I was struck by that too -- even during OTL's Cold War there wasn't much historiagraphical critiscm of Wilson for half-assing and abandoning an attempt to strangle the Bolshevik Revolution in it's crib, and while I recall some hardline neo-cons criticizing FDR for "surrending" at Yalta it's not exactly a mainstream position.
That might be because OTL people associate the Cold War's beginning to be in 1945, several decades removed from Wilson, whilst the Combine emerges as an international force as soon as only a decade after Faulkner's death; it's much easier to draw a line of causality.
 
(And conversely, debate about -- say -- economic policy might be far less common, with far more people not really having a very defined opinion on it.)

"Yeah, that guy wants to nationalise half of all companies. That's a very...interesting...viewpoint to have. He's wrong, of course, but I don't hold that against him. At least he's not a filthy SOCIETIST!"
 
"Yeah, that guy wants to nationalise half of all companies. That's a very...interesting...viewpoint to have. He's wrong, of course, but I don't hold that against him. At least he's not a filthy SOCIETIST!"
this does make me hope that we get an update on business and economics and how it works since it is probably way more different since there is no capitalism or communism to go around and here probably even no GDP and other related topics of economics.
 
this does make me hope that we get an update on business and economics and how it works since it is probably way more different since there is no capitalism or communism to go around and here probably even no GDP and other related topics of economics.
Aka. LOCAL REGULATION OF COMMERCE, the Motext page
 

Thande

Donor
Thanks for the comments everyone.

The commentary on Faulkner is inspired by how I found out about Clement Attlee's government. When I was growing up, he only came up in the context of 'person who beat hero Churchill unexpectedly in 1945, and then fell out with the Yanks and gave all our jet engines to the Soviets', and it never seemed to be brought up about his government being responsible for the NHS/welfare state. I actually remember seeing the last episode of 'Goodnight Sweetheart' (an interesting time travel sitcom if you're into AH) and the plot involves Nicholas Lyndhurst stopping someone from assassinating Attlee before he becomes PM. I remember thinking "But...the war's over...what did he do that was important?" and I only found out about it after that.

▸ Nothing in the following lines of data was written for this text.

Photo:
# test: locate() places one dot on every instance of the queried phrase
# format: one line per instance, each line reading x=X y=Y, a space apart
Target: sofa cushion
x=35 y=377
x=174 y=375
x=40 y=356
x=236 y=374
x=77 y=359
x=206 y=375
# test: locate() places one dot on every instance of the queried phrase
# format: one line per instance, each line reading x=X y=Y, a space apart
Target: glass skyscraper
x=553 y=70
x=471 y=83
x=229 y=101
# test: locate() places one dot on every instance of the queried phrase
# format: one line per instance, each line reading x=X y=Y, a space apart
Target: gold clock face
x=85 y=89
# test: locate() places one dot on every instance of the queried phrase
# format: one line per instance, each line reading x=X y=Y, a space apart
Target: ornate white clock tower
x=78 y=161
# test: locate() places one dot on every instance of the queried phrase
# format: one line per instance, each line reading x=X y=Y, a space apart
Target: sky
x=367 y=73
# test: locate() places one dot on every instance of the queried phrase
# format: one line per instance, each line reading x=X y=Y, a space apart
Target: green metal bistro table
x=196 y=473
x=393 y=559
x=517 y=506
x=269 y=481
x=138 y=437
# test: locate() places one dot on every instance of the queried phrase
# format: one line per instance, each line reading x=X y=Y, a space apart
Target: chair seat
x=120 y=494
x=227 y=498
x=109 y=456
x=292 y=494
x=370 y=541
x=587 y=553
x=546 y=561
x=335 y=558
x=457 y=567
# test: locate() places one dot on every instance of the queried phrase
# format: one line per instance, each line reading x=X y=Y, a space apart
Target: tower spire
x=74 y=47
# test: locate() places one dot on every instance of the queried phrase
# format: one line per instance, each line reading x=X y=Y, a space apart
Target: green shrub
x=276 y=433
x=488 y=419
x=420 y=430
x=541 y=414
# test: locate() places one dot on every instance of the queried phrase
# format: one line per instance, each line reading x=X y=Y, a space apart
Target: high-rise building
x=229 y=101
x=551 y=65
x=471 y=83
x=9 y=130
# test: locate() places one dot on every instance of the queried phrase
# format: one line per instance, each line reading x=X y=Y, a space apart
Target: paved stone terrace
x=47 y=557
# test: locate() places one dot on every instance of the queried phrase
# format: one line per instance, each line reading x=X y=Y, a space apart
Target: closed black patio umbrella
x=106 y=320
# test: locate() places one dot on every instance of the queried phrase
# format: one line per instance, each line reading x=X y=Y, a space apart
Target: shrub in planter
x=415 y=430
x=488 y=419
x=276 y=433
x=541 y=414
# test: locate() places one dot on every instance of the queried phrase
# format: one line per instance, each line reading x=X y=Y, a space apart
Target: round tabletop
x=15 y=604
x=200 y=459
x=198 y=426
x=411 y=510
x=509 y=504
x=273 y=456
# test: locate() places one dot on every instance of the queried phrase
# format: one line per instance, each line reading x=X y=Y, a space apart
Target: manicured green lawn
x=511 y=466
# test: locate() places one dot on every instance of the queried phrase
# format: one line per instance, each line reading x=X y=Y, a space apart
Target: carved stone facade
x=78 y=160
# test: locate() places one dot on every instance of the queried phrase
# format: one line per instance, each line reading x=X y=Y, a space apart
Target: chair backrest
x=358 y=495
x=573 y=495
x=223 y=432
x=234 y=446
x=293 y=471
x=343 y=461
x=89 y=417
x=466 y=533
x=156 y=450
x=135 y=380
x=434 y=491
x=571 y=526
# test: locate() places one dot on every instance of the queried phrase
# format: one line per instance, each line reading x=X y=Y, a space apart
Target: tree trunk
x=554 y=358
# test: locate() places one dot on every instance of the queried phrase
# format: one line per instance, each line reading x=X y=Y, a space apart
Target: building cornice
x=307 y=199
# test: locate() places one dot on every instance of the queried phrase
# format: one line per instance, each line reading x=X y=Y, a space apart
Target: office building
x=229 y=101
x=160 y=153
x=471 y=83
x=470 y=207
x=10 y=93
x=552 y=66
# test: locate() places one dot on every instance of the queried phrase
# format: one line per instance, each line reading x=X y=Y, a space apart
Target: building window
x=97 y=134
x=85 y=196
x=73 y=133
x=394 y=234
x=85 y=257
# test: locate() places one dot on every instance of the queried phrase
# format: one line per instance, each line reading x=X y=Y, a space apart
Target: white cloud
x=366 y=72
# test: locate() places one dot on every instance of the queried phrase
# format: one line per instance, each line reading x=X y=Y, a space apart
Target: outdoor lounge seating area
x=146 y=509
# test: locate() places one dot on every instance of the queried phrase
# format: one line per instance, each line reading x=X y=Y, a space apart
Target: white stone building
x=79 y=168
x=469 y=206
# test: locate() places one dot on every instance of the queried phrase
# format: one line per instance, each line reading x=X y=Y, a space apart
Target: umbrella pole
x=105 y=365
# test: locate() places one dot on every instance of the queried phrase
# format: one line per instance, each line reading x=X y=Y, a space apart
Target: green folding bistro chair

So, Faulkner is seen in a similar manner in TTL. One can also draw comparisons with Neville Chamberlain thinking he would mainly be remembered for his work on healthcare reform, of course, when he is doomed to only ever appear in histories as the naive guy who let Hitler get away with it.

Is he TTL's version of Professor Brian Cox, and describes everything as "Amazing"?
I find that extremely insulting :p

This is named after a real lecture I've done - Owen went to one once.